Breed bias is entirely up to the individual insurer as well as the agent writing up your policy. You might think of your pit bull as sweet and cuddly, but your agent may have a different opinion as a result of the breed’s bad press and reputation over recent years and label your lovable pooch as too dangerous to provide you with coverage.
While it might seem silly that in many states your dog’s breed can dictate an insurance company’s willingness to cover your home, to your insurer it all comes down to financial considerations. In other words, protecting your residence from fire and theft is one thing, but dog bites are another.
Owning a “dangerous breed”
Owning a “dangerous breed” makes insurance carriers leery because they believe it’s more a matter of “when” the dog will attack rather than “if”, according to Howard Bergstein, president of independent insurance agency, Erich Courant & Co.

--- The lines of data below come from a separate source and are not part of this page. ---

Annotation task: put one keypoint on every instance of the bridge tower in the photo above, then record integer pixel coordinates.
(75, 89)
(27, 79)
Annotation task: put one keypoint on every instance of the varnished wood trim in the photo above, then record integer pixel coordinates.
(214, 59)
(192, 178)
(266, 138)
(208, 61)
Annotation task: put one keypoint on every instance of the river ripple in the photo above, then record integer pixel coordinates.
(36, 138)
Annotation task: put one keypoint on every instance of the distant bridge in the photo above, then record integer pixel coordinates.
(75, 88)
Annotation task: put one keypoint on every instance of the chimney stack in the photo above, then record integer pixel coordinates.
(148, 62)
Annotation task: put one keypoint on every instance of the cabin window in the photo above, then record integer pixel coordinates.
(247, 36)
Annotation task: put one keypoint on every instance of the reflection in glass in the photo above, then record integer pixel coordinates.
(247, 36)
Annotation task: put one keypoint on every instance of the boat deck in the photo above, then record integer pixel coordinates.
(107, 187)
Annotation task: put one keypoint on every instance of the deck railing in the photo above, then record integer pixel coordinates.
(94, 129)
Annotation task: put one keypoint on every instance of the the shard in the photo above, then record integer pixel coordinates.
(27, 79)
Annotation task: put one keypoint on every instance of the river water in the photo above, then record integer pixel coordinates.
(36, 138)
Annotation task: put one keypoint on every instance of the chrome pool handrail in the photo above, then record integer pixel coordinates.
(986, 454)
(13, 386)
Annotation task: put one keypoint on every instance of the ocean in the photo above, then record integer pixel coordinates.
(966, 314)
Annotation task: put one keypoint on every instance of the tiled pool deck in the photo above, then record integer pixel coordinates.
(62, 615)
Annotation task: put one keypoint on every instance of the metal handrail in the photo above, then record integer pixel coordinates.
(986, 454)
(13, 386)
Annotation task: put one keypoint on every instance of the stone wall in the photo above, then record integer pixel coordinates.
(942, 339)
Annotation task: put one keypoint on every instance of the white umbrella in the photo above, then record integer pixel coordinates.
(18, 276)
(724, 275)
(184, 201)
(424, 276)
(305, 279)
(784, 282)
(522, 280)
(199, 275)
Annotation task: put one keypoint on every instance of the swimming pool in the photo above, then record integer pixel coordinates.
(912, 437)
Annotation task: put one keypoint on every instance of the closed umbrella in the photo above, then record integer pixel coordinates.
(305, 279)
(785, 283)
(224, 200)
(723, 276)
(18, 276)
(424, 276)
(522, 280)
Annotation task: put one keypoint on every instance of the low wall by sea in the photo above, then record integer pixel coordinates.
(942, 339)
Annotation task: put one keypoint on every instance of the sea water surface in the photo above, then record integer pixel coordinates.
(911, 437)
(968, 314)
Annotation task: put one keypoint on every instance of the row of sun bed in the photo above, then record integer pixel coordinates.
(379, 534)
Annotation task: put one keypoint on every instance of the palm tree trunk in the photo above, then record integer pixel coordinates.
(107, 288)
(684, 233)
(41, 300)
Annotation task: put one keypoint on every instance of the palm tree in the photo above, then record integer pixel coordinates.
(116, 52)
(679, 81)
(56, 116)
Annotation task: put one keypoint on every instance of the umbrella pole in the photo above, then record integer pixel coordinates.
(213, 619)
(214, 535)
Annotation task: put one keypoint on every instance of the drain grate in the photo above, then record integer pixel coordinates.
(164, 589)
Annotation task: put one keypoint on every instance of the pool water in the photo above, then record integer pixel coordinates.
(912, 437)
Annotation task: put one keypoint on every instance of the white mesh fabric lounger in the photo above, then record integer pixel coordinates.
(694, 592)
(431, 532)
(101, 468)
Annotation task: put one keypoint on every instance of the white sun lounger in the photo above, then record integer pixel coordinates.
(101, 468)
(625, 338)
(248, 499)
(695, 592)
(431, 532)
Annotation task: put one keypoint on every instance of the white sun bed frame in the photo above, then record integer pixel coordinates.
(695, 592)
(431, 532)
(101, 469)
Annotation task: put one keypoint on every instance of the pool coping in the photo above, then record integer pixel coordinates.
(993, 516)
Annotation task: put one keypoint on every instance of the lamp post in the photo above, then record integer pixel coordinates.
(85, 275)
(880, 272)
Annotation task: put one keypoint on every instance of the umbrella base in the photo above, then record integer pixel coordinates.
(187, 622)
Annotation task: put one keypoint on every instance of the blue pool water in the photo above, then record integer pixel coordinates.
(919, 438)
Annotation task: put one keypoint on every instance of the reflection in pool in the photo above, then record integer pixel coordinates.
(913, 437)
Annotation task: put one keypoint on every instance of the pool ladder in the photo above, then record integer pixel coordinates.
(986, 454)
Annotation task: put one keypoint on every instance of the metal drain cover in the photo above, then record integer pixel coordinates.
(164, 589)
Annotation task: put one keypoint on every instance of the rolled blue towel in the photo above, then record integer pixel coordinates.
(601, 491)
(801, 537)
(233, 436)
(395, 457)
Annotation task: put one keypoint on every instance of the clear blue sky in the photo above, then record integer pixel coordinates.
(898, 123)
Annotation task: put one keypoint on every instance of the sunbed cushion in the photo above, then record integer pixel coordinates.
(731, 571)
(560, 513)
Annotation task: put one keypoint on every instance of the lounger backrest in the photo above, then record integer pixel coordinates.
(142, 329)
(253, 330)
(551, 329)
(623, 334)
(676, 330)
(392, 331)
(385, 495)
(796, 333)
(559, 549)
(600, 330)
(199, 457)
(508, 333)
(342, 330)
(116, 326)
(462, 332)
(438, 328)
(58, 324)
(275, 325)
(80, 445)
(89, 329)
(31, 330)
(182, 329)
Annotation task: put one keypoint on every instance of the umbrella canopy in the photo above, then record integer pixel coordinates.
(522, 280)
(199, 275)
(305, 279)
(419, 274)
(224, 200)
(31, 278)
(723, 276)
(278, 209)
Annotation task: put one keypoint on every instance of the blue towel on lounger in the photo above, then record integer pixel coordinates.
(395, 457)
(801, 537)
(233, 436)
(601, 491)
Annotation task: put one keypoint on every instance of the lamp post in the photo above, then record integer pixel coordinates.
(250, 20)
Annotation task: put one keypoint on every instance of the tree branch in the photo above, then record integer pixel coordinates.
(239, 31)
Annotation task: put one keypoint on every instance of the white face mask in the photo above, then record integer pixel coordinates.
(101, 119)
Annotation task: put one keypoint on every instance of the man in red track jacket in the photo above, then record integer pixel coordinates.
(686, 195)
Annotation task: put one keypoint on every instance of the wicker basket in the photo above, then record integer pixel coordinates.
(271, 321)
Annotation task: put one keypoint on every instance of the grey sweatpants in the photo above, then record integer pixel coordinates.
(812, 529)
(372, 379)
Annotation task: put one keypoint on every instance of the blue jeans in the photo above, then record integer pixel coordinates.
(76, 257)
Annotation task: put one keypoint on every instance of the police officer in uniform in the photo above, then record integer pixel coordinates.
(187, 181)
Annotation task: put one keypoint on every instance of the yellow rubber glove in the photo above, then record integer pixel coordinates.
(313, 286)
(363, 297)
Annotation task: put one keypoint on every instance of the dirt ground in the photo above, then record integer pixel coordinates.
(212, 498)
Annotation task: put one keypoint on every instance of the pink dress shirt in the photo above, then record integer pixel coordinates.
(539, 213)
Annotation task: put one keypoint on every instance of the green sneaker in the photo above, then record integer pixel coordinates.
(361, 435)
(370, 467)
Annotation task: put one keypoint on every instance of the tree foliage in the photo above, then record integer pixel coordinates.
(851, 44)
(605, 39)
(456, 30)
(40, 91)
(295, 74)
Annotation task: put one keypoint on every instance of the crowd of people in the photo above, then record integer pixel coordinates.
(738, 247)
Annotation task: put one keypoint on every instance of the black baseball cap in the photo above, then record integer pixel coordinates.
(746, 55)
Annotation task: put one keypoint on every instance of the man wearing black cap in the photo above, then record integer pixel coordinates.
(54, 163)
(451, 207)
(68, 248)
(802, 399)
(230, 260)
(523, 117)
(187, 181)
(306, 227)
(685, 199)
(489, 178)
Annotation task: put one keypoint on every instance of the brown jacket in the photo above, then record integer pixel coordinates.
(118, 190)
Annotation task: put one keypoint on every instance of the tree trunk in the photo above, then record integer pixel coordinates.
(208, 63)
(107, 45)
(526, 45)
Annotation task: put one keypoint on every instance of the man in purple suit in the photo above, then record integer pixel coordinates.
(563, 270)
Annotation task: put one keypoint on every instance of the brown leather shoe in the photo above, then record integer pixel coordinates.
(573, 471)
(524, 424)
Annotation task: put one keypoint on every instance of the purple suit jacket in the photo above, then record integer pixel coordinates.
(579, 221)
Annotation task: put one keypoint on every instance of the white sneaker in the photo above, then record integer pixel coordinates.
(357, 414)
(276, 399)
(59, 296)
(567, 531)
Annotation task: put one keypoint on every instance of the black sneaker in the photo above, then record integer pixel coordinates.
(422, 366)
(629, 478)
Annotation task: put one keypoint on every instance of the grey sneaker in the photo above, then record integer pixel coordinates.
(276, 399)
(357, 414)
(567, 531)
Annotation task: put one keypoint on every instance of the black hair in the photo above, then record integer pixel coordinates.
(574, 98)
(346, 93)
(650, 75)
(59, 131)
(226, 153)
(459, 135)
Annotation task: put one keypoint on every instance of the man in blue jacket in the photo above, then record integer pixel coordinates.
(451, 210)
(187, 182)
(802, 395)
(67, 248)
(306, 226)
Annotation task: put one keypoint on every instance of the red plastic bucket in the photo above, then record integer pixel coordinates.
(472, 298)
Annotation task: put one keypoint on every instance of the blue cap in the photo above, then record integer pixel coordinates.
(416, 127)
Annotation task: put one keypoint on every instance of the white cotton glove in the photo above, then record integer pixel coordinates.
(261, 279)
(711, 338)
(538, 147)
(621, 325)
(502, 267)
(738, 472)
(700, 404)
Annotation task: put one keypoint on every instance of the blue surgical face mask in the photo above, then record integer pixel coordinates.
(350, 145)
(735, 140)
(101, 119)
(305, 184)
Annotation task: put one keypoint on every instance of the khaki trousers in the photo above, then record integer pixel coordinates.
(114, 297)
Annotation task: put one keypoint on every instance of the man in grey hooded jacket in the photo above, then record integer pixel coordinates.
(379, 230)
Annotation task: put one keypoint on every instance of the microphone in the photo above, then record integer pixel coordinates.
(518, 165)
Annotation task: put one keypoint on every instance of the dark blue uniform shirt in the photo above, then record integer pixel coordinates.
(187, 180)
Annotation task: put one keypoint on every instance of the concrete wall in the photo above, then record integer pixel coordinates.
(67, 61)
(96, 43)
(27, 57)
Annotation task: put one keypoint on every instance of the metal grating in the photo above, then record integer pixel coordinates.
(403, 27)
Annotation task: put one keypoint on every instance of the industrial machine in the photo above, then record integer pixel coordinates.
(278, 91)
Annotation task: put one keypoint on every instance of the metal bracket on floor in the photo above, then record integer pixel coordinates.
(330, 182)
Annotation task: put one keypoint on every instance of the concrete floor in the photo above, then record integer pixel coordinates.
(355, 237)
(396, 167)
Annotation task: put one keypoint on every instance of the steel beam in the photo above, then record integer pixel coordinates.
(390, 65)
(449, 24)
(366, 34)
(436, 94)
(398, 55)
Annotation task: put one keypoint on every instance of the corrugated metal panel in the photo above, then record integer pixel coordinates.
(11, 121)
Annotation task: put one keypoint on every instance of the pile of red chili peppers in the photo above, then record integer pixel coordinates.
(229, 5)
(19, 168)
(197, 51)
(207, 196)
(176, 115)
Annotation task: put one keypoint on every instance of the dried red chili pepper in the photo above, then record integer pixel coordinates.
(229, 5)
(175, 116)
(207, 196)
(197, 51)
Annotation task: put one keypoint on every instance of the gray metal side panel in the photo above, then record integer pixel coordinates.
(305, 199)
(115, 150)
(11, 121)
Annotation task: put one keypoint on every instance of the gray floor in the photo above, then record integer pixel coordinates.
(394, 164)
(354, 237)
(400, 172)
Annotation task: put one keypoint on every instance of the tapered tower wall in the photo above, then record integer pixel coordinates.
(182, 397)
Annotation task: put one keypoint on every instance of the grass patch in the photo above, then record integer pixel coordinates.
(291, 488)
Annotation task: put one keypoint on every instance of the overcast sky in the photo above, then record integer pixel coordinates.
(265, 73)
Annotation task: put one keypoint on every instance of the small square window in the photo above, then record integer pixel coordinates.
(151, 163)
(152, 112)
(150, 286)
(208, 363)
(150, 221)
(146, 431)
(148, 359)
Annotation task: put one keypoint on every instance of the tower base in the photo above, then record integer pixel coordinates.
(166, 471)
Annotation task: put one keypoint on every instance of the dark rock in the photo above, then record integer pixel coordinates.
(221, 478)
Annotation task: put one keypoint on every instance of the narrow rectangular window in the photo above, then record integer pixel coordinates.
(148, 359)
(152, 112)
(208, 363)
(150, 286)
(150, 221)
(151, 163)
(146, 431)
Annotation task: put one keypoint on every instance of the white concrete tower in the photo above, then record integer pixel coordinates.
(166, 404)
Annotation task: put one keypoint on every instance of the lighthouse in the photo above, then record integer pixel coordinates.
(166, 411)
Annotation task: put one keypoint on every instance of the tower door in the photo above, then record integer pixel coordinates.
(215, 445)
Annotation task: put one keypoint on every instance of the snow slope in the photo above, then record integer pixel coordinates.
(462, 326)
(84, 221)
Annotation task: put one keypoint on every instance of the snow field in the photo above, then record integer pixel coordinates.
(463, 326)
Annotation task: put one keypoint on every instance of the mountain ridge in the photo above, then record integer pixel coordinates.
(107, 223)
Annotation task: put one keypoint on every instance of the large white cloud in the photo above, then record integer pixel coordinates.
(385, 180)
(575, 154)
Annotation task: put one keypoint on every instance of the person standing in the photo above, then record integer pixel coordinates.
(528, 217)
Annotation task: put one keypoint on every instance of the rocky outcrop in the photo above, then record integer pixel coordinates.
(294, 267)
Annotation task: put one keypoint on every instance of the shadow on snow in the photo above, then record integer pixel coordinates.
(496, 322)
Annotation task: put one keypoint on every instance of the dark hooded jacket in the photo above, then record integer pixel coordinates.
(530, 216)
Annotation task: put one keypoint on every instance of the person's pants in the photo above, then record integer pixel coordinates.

Looking at it from your insurer’s perspective – dog bites have become a major financial burden for the insurance industry. In fact, the most recent claim statistic from the Insurance Information Institute showed that dog bites and dog-related injuries accounted for more than one third of all homeowners insurance liability claims paid out in 2014, which amounted to over $530 million dollars and an average claim payout of nearly $32,000.
However, because actual costs could be much higher, you have to make sure your coverage is enough – just in case. For example, should the injured party be critically injured or maimed as a result of your dog attacking them, you could lose your home if your homeowners insurance or renters insurance policy is limited to $100,000 liability coverage and you’re sued for millions.
Each May, in conjunction with National Dog Bite Prevention Week, insurance companies issue their list of breeds they deem to be dangerous and, thus, result in your possibly being denied coverage according to their criteria.
Below are 17 of the most commonly “blacklisted dog breeds” by insurance companies:
- American pit bull terrier
- American Staffordshire terrier
- Bull terrier
- Wolf hybrids
- Doberman pinschers
- Olde English bulldogs
- German shepherds
- Siberian huskies
- Alaskan malamutes
- Presa canarios
- Great Danes
- Saint Bernards
Of course, you may or may not agree with this list if your version of man’s best friend is on it, but you’re not the one making the final decision – your insurance company is.
Availability of coverage may differ by state and regulations. That said, in California, Farmers Insurance recently announced it would cease coverage for bites involving Pit Bulls, Rottweilers, and wolf hybrids because the three breeds were responsible for 25 percent of all dog bite claims in the state.
Remember – your homeowners insurance company holds all the cards. Granting you coverage to protect your home as well as your dog is entirely at their discretion. While they may not cancel your homeowners policy outright for owning a pit bull or other dog breed on the dangerous list, showing your insurer you’re a responsible dog owner can go a long way in your quest for coverage.
Previous incidents will be held against you. If you have had a dog bite claim in the past, your insurer may opt to not renew your policy, forcing you to get liability coverage elsewhere.
In the end, shop around. The minimum amount of liability coverage you should carry as part of your homeowners or renters policy is recommended at $100,000. Better yet, you may want to consider buying a separate $1,000,000 umbrella policy to protect yourself in the event your dog bites someone. According to the Insurance Information Institute, the typical policy is quite affordable, ranging from about $150 to $300 per year.
There are plenty of canine-friendly insurers out there, so, if your insurer decides to keep Fido out of your policy, it’s good to know you do have options.